ABSTRACT=Objectives: This study aimed to explore the relationship between computed tomography (CT)-based radiomics phenotypes and genomic profiles, including expression of PD-L1 and the 10 major genes, such as EGFR, TP53, and KRAS, in patients with lung adenocarcinoma (LUAD).
Methods: In total, 288 consecutive patients with pathologically confirmed LUAD were enrolled in this retrospective study. Radiomic features were extracted from preoperative CT images, and targeted genomic data were profiled through next-generation sequencing. PD-L1 expression was assessed by immunohistochemistry staining (chi-square test or Fisher’s exact test for categorical data and the Kruskal-Wallis test for continuous data). A total of 1013 radiomic features were obtained from each patient’s CT images. Consensus clustering was used to cluster patients on the basis of radiomic features.

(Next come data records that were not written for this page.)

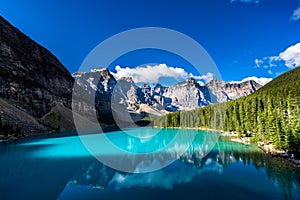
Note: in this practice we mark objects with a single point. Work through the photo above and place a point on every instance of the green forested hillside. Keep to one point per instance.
(271, 114)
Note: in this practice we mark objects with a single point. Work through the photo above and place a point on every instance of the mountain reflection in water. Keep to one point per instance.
(62, 168)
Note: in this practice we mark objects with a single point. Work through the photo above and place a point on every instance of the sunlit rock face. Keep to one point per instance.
(185, 95)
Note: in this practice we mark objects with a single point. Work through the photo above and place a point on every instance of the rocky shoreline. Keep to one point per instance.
(267, 148)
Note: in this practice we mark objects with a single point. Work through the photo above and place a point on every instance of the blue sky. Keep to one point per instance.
(244, 37)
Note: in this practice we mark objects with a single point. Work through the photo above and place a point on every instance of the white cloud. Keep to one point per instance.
(150, 74)
(206, 77)
(245, 1)
(261, 80)
(258, 62)
(290, 57)
(296, 14)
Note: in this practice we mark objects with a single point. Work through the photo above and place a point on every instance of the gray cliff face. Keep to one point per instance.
(186, 95)
(31, 78)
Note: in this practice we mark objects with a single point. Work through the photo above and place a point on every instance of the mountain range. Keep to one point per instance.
(36, 90)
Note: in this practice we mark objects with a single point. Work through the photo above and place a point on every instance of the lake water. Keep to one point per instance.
(62, 167)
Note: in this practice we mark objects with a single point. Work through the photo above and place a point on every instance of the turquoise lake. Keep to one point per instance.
(142, 163)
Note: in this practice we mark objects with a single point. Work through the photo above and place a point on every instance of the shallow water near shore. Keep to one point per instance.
(210, 168)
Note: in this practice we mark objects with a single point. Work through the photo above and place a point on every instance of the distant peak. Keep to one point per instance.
(100, 69)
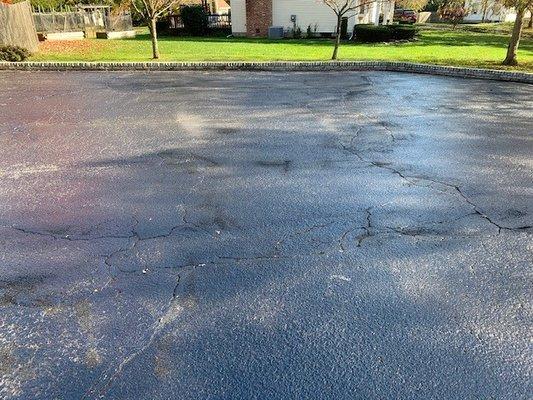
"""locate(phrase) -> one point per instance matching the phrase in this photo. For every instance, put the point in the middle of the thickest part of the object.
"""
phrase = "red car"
(405, 16)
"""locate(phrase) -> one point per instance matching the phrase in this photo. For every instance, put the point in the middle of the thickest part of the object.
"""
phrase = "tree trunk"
(337, 38)
(510, 59)
(153, 34)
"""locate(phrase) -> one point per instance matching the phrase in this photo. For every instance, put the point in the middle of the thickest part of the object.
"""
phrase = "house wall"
(495, 12)
(308, 12)
(248, 16)
(238, 17)
(258, 17)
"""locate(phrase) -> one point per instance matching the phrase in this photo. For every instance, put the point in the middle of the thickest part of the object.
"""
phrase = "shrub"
(403, 32)
(372, 33)
(13, 53)
(384, 33)
(194, 20)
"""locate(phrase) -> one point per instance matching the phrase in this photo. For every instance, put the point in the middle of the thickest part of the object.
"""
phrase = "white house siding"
(495, 12)
(238, 17)
(308, 13)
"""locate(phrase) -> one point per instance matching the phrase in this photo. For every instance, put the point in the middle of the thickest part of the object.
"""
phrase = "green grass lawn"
(435, 46)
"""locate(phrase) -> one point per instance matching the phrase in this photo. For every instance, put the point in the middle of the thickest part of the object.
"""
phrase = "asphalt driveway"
(264, 235)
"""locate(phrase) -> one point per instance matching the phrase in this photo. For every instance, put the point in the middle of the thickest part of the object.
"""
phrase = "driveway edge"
(479, 73)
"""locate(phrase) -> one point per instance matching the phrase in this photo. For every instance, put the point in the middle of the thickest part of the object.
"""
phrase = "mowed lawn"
(436, 46)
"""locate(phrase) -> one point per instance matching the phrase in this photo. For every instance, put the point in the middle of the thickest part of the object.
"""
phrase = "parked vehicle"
(405, 16)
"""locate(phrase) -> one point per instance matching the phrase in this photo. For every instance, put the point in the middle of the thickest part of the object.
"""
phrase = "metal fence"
(219, 21)
(17, 27)
(118, 23)
(59, 22)
(213, 21)
(80, 21)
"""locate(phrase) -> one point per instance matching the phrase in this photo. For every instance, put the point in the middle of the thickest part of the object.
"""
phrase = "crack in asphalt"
(170, 312)
(412, 180)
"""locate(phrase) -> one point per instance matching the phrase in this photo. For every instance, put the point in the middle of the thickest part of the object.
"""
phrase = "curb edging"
(461, 72)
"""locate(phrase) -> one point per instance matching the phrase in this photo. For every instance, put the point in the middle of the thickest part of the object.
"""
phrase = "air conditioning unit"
(275, 32)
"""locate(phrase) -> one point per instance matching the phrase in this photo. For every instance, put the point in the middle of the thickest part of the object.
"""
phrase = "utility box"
(275, 32)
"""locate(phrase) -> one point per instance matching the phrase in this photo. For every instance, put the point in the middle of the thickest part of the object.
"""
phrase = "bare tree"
(520, 6)
(151, 11)
(342, 9)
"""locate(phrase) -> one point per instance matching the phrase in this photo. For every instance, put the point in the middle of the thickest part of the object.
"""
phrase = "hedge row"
(384, 33)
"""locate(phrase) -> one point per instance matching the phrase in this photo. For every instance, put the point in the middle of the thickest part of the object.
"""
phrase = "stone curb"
(479, 73)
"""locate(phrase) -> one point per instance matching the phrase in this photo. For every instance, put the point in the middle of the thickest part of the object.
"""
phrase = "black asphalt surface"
(265, 236)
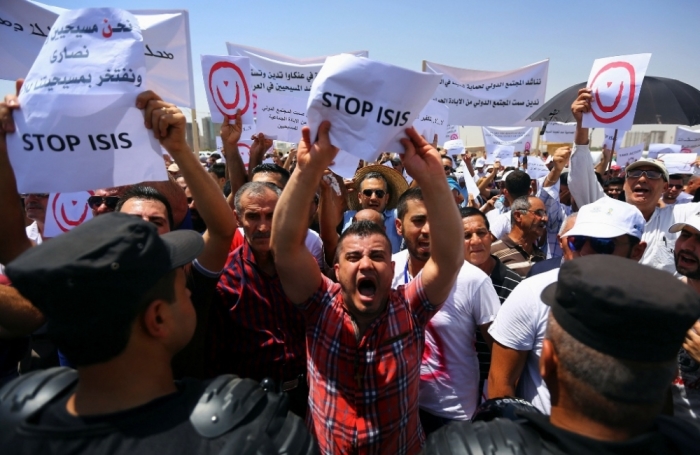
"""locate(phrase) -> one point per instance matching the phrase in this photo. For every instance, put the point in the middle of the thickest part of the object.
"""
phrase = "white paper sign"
(24, 26)
(482, 98)
(272, 72)
(282, 115)
(679, 163)
(79, 127)
(502, 153)
(661, 149)
(688, 139)
(519, 137)
(64, 211)
(629, 155)
(227, 85)
(536, 167)
(615, 83)
(366, 103)
(431, 121)
(559, 132)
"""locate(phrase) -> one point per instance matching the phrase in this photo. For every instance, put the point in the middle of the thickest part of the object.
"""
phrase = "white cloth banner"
(280, 73)
(282, 115)
(559, 132)
(519, 137)
(227, 85)
(679, 163)
(688, 139)
(482, 98)
(431, 121)
(615, 83)
(64, 211)
(79, 128)
(502, 153)
(366, 103)
(25, 25)
(629, 155)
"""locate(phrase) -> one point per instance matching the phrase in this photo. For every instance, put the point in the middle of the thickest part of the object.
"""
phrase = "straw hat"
(395, 181)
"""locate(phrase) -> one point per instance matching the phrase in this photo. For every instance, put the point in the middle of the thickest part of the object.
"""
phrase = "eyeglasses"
(654, 175)
(380, 193)
(110, 201)
(600, 246)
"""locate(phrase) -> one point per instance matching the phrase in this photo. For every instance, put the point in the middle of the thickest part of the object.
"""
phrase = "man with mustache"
(647, 180)
(517, 249)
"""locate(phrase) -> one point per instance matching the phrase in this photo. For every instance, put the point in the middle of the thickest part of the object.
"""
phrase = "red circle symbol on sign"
(75, 213)
(228, 88)
(608, 88)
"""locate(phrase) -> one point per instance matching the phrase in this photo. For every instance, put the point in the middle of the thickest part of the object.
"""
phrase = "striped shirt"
(514, 257)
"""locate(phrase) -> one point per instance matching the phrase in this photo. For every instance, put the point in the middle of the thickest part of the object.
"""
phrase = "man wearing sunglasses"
(606, 227)
(646, 180)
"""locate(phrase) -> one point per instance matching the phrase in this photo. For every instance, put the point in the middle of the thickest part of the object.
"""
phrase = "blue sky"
(486, 35)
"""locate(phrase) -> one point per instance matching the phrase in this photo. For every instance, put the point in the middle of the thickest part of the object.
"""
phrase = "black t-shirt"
(161, 426)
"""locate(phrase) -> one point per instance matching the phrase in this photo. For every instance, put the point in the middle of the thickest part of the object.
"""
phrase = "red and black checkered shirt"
(364, 394)
(258, 332)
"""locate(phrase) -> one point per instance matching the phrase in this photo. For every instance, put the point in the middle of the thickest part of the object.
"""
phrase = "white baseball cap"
(607, 218)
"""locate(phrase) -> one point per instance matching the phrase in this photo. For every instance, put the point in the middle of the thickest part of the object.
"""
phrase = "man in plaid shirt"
(365, 341)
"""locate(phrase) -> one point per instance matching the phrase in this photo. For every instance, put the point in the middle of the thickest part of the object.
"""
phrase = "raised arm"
(168, 124)
(297, 269)
(422, 162)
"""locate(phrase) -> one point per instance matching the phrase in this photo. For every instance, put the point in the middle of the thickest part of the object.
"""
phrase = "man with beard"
(517, 249)
(686, 386)
(645, 182)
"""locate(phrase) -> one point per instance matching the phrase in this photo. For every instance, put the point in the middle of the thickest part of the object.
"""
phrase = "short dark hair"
(466, 212)
(518, 184)
(219, 169)
(147, 193)
(361, 229)
(411, 194)
(104, 340)
(271, 168)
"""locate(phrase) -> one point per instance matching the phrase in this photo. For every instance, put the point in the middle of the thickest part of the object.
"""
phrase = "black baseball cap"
(99, 271)
(622, 308)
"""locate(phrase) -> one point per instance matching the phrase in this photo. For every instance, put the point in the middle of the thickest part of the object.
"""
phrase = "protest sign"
(282, 115)
(482, 98)
(366, 103)
(64, 211)
(227, 85)
(79, 128)
(502, 153)
(688, 139)
(25, 25)
(679, 163)
(661, 149)
(519, 137)
(282, 74)
(615, 83)
(559, 132)
(629, 155)
(432, 120)
(536, 167)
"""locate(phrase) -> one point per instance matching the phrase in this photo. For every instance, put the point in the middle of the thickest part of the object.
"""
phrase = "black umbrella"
(661, 100)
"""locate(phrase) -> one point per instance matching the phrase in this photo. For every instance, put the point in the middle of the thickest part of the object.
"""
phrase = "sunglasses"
(380, 193)
(110, 201)
(600, 246)
(648, 174)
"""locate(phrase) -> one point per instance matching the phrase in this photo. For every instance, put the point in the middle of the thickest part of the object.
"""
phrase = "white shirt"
(449, 374)
(585, 189)
(521, 324)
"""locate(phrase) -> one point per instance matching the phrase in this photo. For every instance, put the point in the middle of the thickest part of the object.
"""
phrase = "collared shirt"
(363, 395)
(389, 224)
(259, 333)
(514, 257)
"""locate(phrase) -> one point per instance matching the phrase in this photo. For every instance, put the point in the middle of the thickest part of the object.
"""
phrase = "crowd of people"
(393, 312)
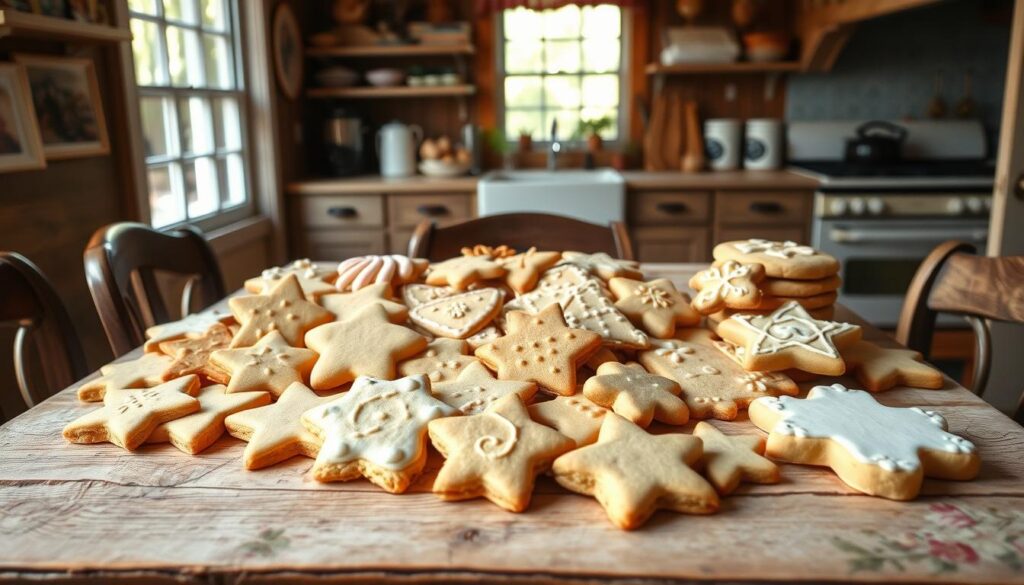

Results: The 288 patients were classified according to consensus clustering into four radiomics phenotypes: Cluster 1 (n=11) involving mainly large solid masses with a maximum diameter of 5.1 ± 2.0 cm; Clusters 2 and 3 involving mainly part-solid and solid masses with maximum diameters of 2.1 ± 1.4 cm and 2.1 ± 0.9 cm, respectively; and Cluster 4 involving mostly small ground-glass opacity lesions, with a maximum diameter of 1.0 ± 0.9 cm. Differences in maximum diameter, PD-L1 expression and TP53, EGFR, BRAF, ROS1 and ERBB2 mutation among the four clusters were statistically significant. Regarding targeted therapy and immunotherapy, EGFR mutations were highest in Cluster 2 (73.1%); PD-L1 expression was highest in Cluster 1 (45.5%).
Conclusions: Our findings provide evidence that CT-based radiomics phenotypes could noninvasively identify LUADs with different molecular characteristics, showing the potential to provide personalized treatment decision-making support in LUAD patients.